La question n’est pas de trouver un nom nouveau pour la démocratie, mais de découvrir sa véritable essence ; de passer de la démocratie bourgeoise, desséchée par ses hypocrisies et par manque de sève évangélique, à une démocratie intégralement humaine ; de la démocratie manquée à la démocratie réelle.

Le concept de souveraineté ne fait nullement partie des principes authentiques de la démocratie, il n’appartient ni à sa véritable inspiration ni à sa véritable philosophie, il appartient à un héritage apocryphe qui a paralysé la démocratie.

Une grande cause de l’échec des démocraties modernes à réaliser la démocratie est le fait que cette réalisation exigeait inéluctablement de s’accomplir dans l’ordre social comme dans l’ordre politique, et cette exigence n’a pas été satisfaite.

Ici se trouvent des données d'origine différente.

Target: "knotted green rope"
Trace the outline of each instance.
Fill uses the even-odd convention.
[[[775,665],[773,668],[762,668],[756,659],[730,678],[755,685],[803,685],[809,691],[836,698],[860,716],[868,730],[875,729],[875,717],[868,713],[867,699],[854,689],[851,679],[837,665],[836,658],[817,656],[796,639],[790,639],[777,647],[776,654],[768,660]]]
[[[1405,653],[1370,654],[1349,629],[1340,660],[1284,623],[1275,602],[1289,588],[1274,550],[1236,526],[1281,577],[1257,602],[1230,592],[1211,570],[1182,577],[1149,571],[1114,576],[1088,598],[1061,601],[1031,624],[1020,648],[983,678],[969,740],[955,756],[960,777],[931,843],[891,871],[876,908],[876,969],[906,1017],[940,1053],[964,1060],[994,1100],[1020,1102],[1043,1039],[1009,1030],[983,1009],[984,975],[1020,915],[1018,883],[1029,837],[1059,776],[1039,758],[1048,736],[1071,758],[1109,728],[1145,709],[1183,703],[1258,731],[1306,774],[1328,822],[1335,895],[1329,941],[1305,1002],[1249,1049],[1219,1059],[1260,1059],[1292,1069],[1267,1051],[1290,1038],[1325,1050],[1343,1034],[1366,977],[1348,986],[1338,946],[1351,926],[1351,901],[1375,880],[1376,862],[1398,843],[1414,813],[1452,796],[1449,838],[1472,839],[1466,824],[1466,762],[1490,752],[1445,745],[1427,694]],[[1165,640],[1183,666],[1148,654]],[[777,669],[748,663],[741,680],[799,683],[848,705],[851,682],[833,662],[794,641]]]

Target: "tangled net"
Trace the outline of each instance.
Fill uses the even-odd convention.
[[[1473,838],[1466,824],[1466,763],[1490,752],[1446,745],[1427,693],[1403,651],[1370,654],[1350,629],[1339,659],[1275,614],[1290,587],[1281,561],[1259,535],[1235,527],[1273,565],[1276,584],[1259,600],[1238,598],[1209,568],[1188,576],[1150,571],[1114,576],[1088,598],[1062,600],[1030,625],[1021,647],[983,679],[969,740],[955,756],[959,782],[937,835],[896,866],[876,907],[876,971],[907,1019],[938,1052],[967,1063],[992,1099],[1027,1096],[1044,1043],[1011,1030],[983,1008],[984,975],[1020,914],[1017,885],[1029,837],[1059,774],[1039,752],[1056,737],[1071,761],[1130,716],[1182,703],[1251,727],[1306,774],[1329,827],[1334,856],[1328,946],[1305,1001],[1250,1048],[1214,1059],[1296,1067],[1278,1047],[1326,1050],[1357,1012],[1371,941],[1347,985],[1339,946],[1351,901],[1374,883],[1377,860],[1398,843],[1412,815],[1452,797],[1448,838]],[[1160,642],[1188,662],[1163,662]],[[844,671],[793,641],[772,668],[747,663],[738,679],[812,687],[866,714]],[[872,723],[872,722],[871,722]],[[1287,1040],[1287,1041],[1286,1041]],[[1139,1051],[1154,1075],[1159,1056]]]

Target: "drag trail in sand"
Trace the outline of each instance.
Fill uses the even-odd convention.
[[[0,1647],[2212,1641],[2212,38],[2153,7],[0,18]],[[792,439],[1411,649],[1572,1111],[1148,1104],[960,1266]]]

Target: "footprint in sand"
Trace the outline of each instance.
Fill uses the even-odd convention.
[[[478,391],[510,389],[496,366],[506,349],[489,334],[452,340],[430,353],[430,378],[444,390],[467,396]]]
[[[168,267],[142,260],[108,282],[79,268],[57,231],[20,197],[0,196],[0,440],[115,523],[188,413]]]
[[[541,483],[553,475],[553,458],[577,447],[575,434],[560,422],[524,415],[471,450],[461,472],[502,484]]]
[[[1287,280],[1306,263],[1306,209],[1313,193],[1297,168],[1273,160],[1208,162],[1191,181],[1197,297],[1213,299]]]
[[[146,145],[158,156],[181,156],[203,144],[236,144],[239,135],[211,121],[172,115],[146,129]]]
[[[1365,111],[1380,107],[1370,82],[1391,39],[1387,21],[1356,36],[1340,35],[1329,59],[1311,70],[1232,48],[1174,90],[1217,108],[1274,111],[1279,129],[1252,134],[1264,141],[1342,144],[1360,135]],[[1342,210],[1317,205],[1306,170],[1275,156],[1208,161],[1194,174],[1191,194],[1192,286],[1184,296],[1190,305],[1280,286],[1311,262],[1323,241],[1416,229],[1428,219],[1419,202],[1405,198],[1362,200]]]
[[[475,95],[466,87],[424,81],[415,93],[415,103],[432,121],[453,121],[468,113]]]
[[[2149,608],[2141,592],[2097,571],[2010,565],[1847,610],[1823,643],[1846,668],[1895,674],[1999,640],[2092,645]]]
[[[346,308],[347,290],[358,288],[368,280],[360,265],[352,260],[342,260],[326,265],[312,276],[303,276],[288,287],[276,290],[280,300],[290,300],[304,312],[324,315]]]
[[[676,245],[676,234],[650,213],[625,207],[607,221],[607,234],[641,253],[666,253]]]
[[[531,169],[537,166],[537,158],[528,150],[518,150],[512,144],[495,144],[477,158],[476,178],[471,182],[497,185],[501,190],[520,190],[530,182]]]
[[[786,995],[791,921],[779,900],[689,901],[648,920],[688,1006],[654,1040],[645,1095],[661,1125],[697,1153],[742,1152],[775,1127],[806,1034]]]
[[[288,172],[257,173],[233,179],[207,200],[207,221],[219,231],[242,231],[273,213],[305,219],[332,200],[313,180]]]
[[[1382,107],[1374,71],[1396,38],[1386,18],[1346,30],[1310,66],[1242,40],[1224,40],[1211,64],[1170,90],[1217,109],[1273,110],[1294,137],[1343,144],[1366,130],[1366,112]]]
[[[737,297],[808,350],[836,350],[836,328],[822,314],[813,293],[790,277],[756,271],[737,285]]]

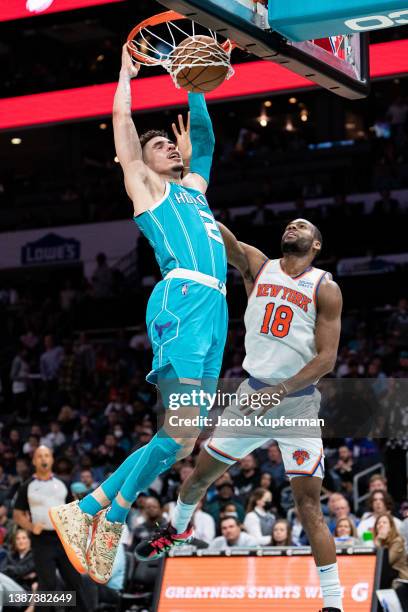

Les antagonismes irréductibles inhérents à une économie fondée sur la fécondité de l’argent, l’égoïsme des classes possédantes et la sécession du prolétariat… ont empêché les affirmations démocratiques de passer dans la vie sociale ; et l’impuissance des sociétés modernes devant la misère et devant la déshumanisation du travail, leur impossibilité à surmonter l’exploitation de l’homme par l’homme ont été pour elles une amère faillite.

Si la victoire n’apportait pas les bases d’une réorganisation mondiale engageant l’effort des hommes dans une œuvre commune dominée par un tel idéal de démocratie réelle, la civilisation n’aurait échappé à un péril imminent de destruction que pour entrer dans une période de chaos.

Jacques Maritain, Christianisme et démocratie , 1943.